When I was younger, I used to get so excited for the idea of going back to school because it was a new beginning and all the other crap that had happened before was instantly erased, as though it had never even happened… okay, so maybe that’s not true. But it was honestly what I believed, and gave me hope that maybe this year, things would be different, better. I’d get a new hair cut, but some new clothes–or try to figure out something to do with my old clothes–and spend the night before trying to figure out how to look perfect. Maybe television had skewed my perspective, but I honestly believed if I could just look perfect then maybe things would be different, maybe life really would be like tv.

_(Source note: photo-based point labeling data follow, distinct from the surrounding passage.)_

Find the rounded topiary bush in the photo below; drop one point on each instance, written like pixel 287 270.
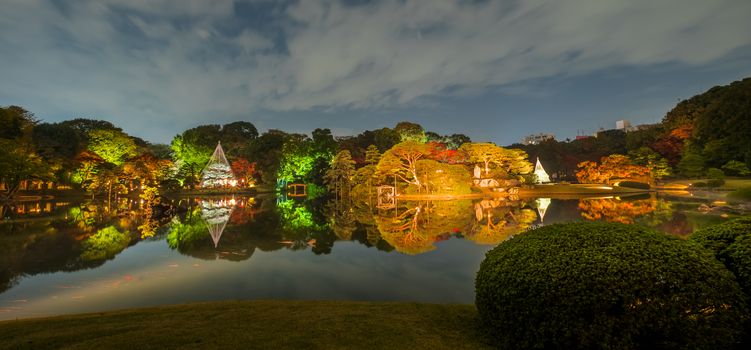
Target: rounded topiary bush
pixel 731 244
pixel 604 285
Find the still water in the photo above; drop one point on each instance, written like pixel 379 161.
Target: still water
pixel 69 257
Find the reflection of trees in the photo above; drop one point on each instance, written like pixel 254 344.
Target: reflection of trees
pixel 246 230
pixel 496 220
pixel 615 209
pixel 341 219
pixel 415 229
pixel 403 232
pixel 49 245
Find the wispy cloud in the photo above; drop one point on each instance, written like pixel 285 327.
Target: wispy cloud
pixel 186 62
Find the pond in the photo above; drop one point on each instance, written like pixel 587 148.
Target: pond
pixel 59 257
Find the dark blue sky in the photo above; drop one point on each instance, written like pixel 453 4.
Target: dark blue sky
pixel 494 70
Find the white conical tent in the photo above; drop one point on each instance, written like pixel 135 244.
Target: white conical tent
pixel 542 176
pixel 217 172
pixel 542 207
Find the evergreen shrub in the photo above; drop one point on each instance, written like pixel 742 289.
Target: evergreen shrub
pixel 607 285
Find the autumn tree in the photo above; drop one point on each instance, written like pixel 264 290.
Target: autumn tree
pixel 657 165
pixel 483 153
pixel 372 155
pixel 401 161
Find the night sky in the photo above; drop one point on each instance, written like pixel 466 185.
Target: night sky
pixel 494 70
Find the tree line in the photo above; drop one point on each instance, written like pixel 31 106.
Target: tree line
pixel 701 136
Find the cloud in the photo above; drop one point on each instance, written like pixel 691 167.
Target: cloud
pixel 191 62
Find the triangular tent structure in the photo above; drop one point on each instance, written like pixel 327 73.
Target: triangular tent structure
pixel 542 176
pixel 217 172
pixel 542 207
pixel 216 214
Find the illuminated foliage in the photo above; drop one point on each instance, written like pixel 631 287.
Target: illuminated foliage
pixel 87 163
pixel 372 155
pixel 113 146
pixel 245 170
pixel 401 161
pixel 190 158
pixel 692 164
pixel 105 244
pixel 612 167
pixel 147 169
pixel 657 165
pixel 440 178
pixel 339 177
pixel 482 153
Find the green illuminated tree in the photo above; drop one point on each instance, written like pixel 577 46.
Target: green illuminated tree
pixel 339 177
pixel 692 164
pixel 372 155
pixel 112 145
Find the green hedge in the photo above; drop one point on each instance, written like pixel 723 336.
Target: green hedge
pixel 605 285
pixel 731 243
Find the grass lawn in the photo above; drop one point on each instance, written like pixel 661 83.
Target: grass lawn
pixel 256 324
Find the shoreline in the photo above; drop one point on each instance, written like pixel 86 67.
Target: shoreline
pixel 267 324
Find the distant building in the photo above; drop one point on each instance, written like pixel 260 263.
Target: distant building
pixel 536 139
pixel 542 175
pixel 623 125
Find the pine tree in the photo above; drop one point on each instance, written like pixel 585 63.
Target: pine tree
pixel 339 177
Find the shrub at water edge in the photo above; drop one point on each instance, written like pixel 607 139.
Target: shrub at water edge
pixel 731 244
pixel 605 285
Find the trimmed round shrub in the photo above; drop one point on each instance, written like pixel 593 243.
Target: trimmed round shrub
pixel 634 184
pixel 731 244
pixel 606 285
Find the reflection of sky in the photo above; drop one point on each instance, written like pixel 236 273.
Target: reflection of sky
pixel 150 274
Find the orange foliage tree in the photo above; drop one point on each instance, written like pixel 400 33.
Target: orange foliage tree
pixel 244 170
pixel 615 166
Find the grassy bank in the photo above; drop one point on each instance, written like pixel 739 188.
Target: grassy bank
pixel 255 324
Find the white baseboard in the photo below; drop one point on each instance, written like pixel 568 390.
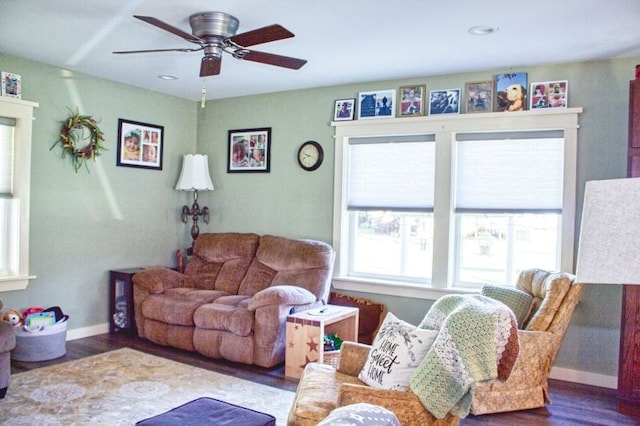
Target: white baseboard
pixel 584 377
pixel 566 374
pixel 79 333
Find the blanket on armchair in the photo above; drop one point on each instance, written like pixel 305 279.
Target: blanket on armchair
pixel 477 344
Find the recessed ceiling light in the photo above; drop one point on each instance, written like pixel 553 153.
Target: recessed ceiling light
pixel 482 30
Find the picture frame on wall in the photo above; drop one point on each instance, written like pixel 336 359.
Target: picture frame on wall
pixel 549 94
pixel 140 144
pixel 11 85
pixel 511 92
pixel 444 101
pixel 376 104
pixel 411 100
pixel 344 109
pixel 249 151
pixel 479 96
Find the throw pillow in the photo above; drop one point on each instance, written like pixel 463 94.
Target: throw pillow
pixel 397 350
pixel 517 300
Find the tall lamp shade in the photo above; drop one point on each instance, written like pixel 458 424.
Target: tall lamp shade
pixel 195 177
pixel 608 254
pixel 195 174
pixel 610 233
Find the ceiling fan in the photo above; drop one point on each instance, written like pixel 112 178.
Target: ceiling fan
pixel 215 32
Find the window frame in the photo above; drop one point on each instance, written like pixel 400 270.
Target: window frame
pixel 22 112
pixel 445 129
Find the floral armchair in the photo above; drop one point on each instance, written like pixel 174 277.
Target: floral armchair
pixel 555 297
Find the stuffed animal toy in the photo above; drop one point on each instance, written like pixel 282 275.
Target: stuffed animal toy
pixel 13 317
pixel 515 96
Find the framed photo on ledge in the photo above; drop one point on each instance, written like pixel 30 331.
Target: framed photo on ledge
pixel 379 104
pixel 411 100
pixel 249 151
pixel 549 94
pixel 140 144
pixel 344 109
pixel 480 96
pixel 444 101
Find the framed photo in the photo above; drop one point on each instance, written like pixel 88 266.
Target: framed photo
pixel 11 85
pixel 140 144
pixel 549 94
pixel 511 92
pixel 344 109
pixel 249 151
pixel 411 100
pixel 480 96
pixel 444 101
pixel 376 104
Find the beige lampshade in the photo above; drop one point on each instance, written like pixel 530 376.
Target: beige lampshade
pixel 195 174
pixel 609 248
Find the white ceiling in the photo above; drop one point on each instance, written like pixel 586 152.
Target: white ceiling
pixel 344 41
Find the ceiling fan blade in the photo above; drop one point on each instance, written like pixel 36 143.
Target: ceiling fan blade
pixel 158 50
pixel 261 35
pixel 272 59
pixel 163 25
pixel 210 65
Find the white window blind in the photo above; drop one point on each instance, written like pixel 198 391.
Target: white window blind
pixel 391 173
pixel 7 127
pixel 509 172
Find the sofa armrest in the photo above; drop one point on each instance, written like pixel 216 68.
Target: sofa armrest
pixel 157 280
pixel 352 358
pixel 281 295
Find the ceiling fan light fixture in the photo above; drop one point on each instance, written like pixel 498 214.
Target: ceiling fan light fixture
pixel 482 30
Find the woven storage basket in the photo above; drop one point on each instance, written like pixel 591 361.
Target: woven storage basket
pixel 49 343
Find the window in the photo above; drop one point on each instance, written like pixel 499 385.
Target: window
pixel 444 204
pixel 390 203
pixel 507 204
pixel 15 171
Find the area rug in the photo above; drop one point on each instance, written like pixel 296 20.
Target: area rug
pixel 123 386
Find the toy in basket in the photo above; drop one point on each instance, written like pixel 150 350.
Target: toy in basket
pixel 43 336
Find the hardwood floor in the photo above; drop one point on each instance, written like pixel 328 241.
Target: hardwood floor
pixel 573 404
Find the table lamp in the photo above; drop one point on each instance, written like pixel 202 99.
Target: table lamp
pixel 195 177
pixel 608 253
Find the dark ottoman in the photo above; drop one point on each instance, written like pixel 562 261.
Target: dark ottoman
pixel 209 411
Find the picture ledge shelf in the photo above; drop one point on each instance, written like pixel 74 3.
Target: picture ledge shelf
pixel 462 117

The summer between grade 9, and middle school, and grade 10, my first year of high school, was when the change really happened. Grade 9, I had found myself weighing the most I ever weighed: 168 pounds. By the time I had started grade 10, I was 108 pounds. Over the course of the summer I had lost 60 pounds and people instantly noticed. This time, it was almost like I really was a different person. People could barely recognize me. A new beginning, a new start. But even then, things weren’t how I imagined and High School wasn’t how I imagined. I guess my expectations of starting over brand new were… silly. This is High School were talking about.
Anyways, here I am again, a week away from back to school, and I have that same excitement I always get. My mind drifts to this year, and what I’m going to wear on the first day, and how exciting everything is. I have the itch to clean my room–actually, it’s more than an itch, I just have to get around my allergies–and to get organzied, and to watch Buffy the Vampire Slayer. For some reason, that has always been my back to school show of choice. I wonder what that says about me? At least I’m no longer wishing that school was like on Buffy the Vampire Slayer… kinda.
Even still, I have that silly excitement, a whole curiosity for how the year is going to go. I could gush for hours about everything–Andrew and his own apartment, my awesome classes, attempting to have more of an active, healthy, social life…
Instead, I’m going to put on Buffy, get out of bed, and start to clean my room. Old habits die hard.